LA CAMISA DE MARGARITA



Probable es que algunos de mis lectores hayan oído decir a las viejas de Lima, cuando quieren ponderar lo subido de precio de un artículo:
–¡Qué! Si esto es más caro que la camisa de Margarita Pareja. […]
Margarita  Pareja  era  (por  los  años  1765)  la  hija  más mimada de don Raimundo Pareja, caballero de Santiago y colector general del Callao. La muchacha era una de esas limeñitas que, por su belleza, cautivan al mismo diablo y lo hacen persignarse y tirar piedras. Lucía un par de ojos negros que eran como dos torpedos cargados con dinamita y que hacían explosión sobre las entretelas del alma de los galanes limeños.
Llegó  por  entonces  de  España  un  arrogante  mancebo, hijo de la coronada villa del oso y del madroño, llamado don Luis Alcázar. Tenía este en Lima un tío solterón y acaudalado,  aragonés  rancio  y  linajudo,  y  que  gastaba más orgullo que los hijos del rey Fruela. Por supuesto que, mientras le llegaba la ocasión de heredar al tío, vivía nuestro don Luis tan pelado como una rata y pasando la pena negra. […]

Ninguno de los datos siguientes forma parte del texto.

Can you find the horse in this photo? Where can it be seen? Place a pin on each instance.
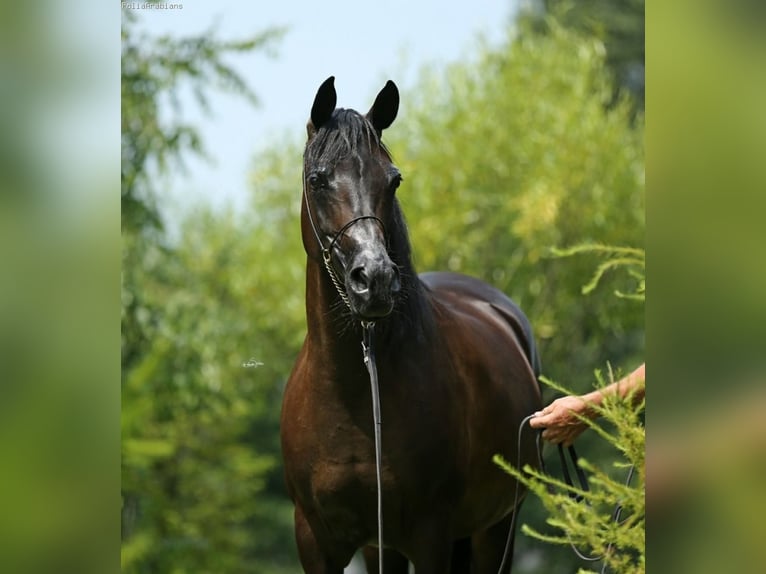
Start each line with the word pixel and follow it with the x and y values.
pixel 457 371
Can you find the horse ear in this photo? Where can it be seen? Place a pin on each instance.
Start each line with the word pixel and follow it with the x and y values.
pixel 324 104
pixel 383 112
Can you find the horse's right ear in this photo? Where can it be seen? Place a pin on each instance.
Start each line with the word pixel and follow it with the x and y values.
pixel 324 104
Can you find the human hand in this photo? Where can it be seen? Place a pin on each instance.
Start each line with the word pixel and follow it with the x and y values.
pixel 559 419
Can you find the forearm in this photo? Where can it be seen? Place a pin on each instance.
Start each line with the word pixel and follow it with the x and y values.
pixel 632 383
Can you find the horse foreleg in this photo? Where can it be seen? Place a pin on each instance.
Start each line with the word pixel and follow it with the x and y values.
pixel 433 548
pixel 393 561
pixel 314 558
pixel 488 547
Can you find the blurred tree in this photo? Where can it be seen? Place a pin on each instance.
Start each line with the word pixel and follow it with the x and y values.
pixel 618 24
pixel 195 466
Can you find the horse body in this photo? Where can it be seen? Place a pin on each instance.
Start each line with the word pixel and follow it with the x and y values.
pixel 455 366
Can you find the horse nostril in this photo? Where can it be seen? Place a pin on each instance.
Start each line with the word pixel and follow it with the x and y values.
pixel 396 283
pixel 360 282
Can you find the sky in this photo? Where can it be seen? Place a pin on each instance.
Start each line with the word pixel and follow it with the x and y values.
pixel 362 44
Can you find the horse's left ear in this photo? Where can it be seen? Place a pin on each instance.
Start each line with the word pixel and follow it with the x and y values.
pixel 383 112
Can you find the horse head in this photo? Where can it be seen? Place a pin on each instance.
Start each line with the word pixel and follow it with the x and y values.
pixel 349 181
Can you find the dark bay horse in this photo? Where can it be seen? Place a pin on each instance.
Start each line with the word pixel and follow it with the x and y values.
pixel 457 369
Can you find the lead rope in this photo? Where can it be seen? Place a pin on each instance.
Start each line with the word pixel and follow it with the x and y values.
pixel 368 349
pixel 568 480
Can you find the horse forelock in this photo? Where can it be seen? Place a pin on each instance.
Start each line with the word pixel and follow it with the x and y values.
pixel 346 133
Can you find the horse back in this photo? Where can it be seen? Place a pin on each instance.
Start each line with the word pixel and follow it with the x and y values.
pixel 457 288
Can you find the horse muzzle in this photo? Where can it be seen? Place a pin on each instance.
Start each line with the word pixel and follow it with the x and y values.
pixel 372 283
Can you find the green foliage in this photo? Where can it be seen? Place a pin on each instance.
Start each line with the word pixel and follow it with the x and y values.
pixel 589 524
pixel 154 70
pixel 619 24
pixel 201 481
pixel 630 258
pixel 511 154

En  la  procesión  de  Santa  Rosa,  conoció  Alcázar  a  la linda Margarita. La muchacha le llenó el ojo y le flechó el corazón. La echó flores, y aunque ella no le contestó ni sí ni no, dio a entender con sonrisitas y demás armas del arsenal femenino que el galán era plato muy de su gusto. La verdad, como si me estuviera confesando, es que se enamoraron hasta la raíz del pelo.
Como los amantes olvidan que existe la aritmética, creyó don Luis que para el logro de sus amores no sería obstáculo su presente pobreza, y fue al padre de Margarita y, sin muchos perfiles, le pidió la mano de su hija. A don Raimundo no le cayó en gracia la petición, y cortésmente despidió al postulante, diciéndole que Margarita era aún muy niña para tomar marido, pues, a pesar de diez y ocho años mayos, todavía jugaba a las muñecas. Pero  no  era  esta  la  verdadera  madre  del  ternero.  La negativa nacía de que don Raimundo no quería ser suegro de un pobretón; y así hubo de decirlo en confianza a sus amigos, uno de los que fue con el chisme a don Honorato, que así se llamaba el tío de aragonés. Este, que era más altivo que el Cid, trinó de rabia y dijo:
–¡Cómo  se  entiende!  ¡Desairar  a  mi  sobrino!  Muchos se darían con un canto en el pecho por emparentar con el muchacho, que no le hay más gallardo en todo Lima.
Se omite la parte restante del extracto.